Ingrid Gonzalez – STAR ESOL Student
A native of Mexico, Ingrid Gonzalez began attending Atlanta Public Schools in third grade at Fain Elementary School, and later matriculated to Harper-Archer and Young Middle schools. She currently has a 3.5 GPA and has taken several honors level course, as well as Advanced Placement European history, AP Spanish and AP psychology classes. Ingrid serves as president and founder of the school’s Cultural Diversity Club; president of Skills USA; vice president of Beta Club; and is a member of Future Business Leaders of America, the National Honor Society and BELLES.
Maria Moses, ESOL teacher (and 2016 GADOE STAR ESOL Teacher) at Mays High School, referenced Ingrid’s compassion for others, her dedication and her commitment as defining characteristics.
Moses said that Ingrid immediately stood out in ninth grade.
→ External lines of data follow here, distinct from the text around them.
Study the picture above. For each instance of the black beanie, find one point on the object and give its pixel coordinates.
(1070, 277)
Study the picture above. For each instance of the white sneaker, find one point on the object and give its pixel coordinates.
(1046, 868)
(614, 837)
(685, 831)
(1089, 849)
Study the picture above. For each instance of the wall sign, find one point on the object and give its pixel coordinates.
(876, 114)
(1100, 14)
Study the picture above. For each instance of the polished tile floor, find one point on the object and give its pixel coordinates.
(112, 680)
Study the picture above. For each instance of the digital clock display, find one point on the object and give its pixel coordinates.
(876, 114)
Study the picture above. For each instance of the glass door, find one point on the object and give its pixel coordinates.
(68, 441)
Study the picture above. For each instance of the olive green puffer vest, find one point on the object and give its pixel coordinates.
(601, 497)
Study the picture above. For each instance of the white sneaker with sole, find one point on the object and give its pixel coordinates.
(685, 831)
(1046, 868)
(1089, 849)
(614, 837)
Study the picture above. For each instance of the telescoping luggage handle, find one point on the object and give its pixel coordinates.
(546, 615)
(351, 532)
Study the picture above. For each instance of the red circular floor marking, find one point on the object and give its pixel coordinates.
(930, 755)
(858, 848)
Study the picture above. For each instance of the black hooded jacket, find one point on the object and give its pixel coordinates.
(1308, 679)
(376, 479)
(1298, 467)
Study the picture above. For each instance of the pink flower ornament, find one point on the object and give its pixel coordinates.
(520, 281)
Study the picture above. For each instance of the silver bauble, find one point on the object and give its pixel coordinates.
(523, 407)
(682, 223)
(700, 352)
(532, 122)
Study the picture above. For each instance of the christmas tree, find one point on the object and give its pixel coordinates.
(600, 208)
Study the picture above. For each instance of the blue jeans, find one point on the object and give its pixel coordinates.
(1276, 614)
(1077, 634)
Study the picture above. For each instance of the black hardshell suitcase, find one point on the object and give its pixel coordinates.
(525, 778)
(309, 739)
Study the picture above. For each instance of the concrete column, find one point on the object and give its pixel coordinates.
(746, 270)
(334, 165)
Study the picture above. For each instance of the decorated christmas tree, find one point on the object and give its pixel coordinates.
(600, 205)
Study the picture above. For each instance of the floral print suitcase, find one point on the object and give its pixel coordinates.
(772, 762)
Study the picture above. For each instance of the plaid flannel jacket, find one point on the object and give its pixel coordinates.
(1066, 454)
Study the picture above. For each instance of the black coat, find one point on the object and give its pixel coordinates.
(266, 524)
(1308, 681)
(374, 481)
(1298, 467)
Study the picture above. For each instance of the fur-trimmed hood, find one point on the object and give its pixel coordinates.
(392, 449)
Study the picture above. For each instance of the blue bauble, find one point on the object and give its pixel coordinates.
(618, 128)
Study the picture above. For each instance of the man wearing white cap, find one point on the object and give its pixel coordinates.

“As an ESOL student, Ingrid made it her duty to immediately connect to all ESOL newcomers, ensure that they felt comfortable in all of their classes, and inform parents about basic supplies that students needed at school,” Moses said.
In 2015, Ingrid decided to create a club where diverse students would come together and celebrate one another’s uniqueness. The Diversity Club was formed. Since its formation, the club has invited several motivational speakers, civic leaders and former ESOL students and parents.
“Under Ingrid’s leadership, the club has created fantastic programs for the school, including celebrations for Hispanic Heritage Month and International Day.”
After graduation, Ingrid plans to attend college. Although Ingrid hasn’t decided where she will attend, Ingrid is committed to achieving her dreams and helping others along the way. She has received several scholarships and admission letters from numerous schools.